Les compartimos la reseña de Carlos Bonfil a la más reciente película del cineasta vasco Julio Medem.
La misma ha sido publicada en La Jornada y aquí la traemos para ustedes:
Lucía y el sexo
Carlos Bonfil
La balsa de piedra. Una isla sin raíces terrenales, a la deriva, como en una ficción de José Saramago. Primera viñeta: la llegada de Lucía (Paz Vega) a ese lugar misterioso para llevar el duelo por su amante desaparecido, Lorenzo (Tristán Ulloa), escritor de novelas. Segunda viñeta (seis años atrás): el encuentro nocturno, muy fugaz, en esa isla, de Lorenzo con otra mujer, Elena (Najwa Nimri). En un largo flash back se cuenta después la pasión del novelista por Lucía, la bellísima joven que un día le asesta su propia declaración amorosa, a la que siguen incandescentes sesiones eróticas con polaroid en mano. Hay una historia más, la trama del libro que escribe Lorenzo, suerte de diario íntimo convertido en registro de sesión sicoanalítica. Hay también una hija, la pequeña Luna, concebida de modo azaroso, y abandonada al igual que su madre Elena; y una relación más, entre Belén (Elena Amaya), la sirvienta de Elena, y el muy ubicuo Lorenzo. Estas historias, y todavía otra, relacionada con la nota roja, se entrelazan de modo complejo, y con una coherencia admirable, en el guión de Julio Medem. El procedimiento no es nuevo. Ya en su cinta anterior, Los amantes del círculo polar, el azar y las coincidencias reunían de modo ineluctable a los protagonistas pasionales, y la naturaleza y sus mudanzas, presidían la historia romántica, al límite de lo fantástico.
En Lucía y el sexo se multiplican personajes y situaciones, hay incluso un trío incestuoso (el hombre al que comparten una actriz de porno y su hija), y se juega más con el tiempo y con las posibilidades combinatorias de las parejas.

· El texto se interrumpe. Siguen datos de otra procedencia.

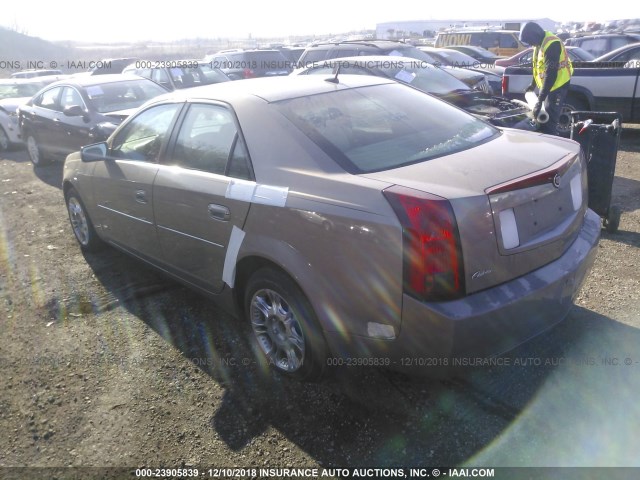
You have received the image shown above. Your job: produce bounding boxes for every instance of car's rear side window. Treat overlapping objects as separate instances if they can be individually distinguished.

Las historia narradas, y las subtramas que las acompañan, semejan un modelo para armar, como la propia pasión amorosa: dúctil, imprevisible, declinable al infinito. No es una casualidad que el tema de las nuevas tecnologías (el Internet y la comunicación por chat) sea una constante en esta cinta. Todo parece aquí programable, como un operativo de computadora, con teclas que remiten al inicio y con fórmulas parra narrar una historia ("volver del desenlace a la parte central, para de ahí comenzar de nuevo, en dirección muy distinta"), a tal punto que no es fácil decidir qué llega primero a Lorenzo, el escritor, si el sentimiento amoroso o la necesidad de servirse de él como material de trabajo.

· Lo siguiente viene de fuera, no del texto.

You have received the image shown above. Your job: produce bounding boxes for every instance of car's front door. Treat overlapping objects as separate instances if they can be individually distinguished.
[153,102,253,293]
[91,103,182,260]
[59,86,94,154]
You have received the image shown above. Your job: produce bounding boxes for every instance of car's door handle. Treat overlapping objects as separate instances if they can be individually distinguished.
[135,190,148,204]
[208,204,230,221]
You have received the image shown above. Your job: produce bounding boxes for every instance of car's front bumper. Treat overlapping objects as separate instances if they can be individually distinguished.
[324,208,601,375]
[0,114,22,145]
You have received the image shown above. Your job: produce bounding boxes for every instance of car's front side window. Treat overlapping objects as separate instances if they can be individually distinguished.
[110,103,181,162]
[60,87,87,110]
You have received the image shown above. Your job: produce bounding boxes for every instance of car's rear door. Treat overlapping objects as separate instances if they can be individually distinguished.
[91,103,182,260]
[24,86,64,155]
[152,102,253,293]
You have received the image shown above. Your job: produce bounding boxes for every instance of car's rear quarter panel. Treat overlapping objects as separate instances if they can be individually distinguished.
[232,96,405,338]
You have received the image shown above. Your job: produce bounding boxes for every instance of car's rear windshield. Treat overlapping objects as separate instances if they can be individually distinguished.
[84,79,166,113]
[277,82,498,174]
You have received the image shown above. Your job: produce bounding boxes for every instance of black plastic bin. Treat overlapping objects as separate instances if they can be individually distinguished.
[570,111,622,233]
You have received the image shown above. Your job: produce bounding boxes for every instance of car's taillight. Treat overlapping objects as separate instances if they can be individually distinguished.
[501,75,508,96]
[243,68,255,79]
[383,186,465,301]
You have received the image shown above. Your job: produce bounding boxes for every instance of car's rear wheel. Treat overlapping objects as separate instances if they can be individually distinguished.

Medem no ignora, cabe suponer, los riesgos de ridículo y estética kitsch a que lo conduce su opción por lo fantástico, su incursión en un cuento de hadas un tanto hard (mezcla de Alicia en el país de las maravillas y El último tango en París) y su insistencia en simbolismos marinos, en tarareo de canciones de moda, con la ocurrencia incluso de una sirena en líquidos tal vez marinos, tal vez placentarios. La acumulación de símbolos y metáforas derivan en un lirismo atosigante. Añádase a esto el tono afectado con que Lucía presenta sus disyuntivas al amante: "Un polvo salvaje con una desconocida o un polvo de amor con una salvaje", o su manera de resumir su estado de ánimo en la isla: "Estoy más aquí que allá". Uno podría imaginar que un escritor tan gris y apesadumbrado como Lorenzo sólo puede crear personajes deslucidos. Sin embargo, la cinta seduce por la tenacidad de las obsesiones de Medem, más apreciables para quienes conocen su obra anterior (Vacas, La ardilla roja, Tierra), que para quienes se aventuran por vez primera en su mundo hermético y dislocado.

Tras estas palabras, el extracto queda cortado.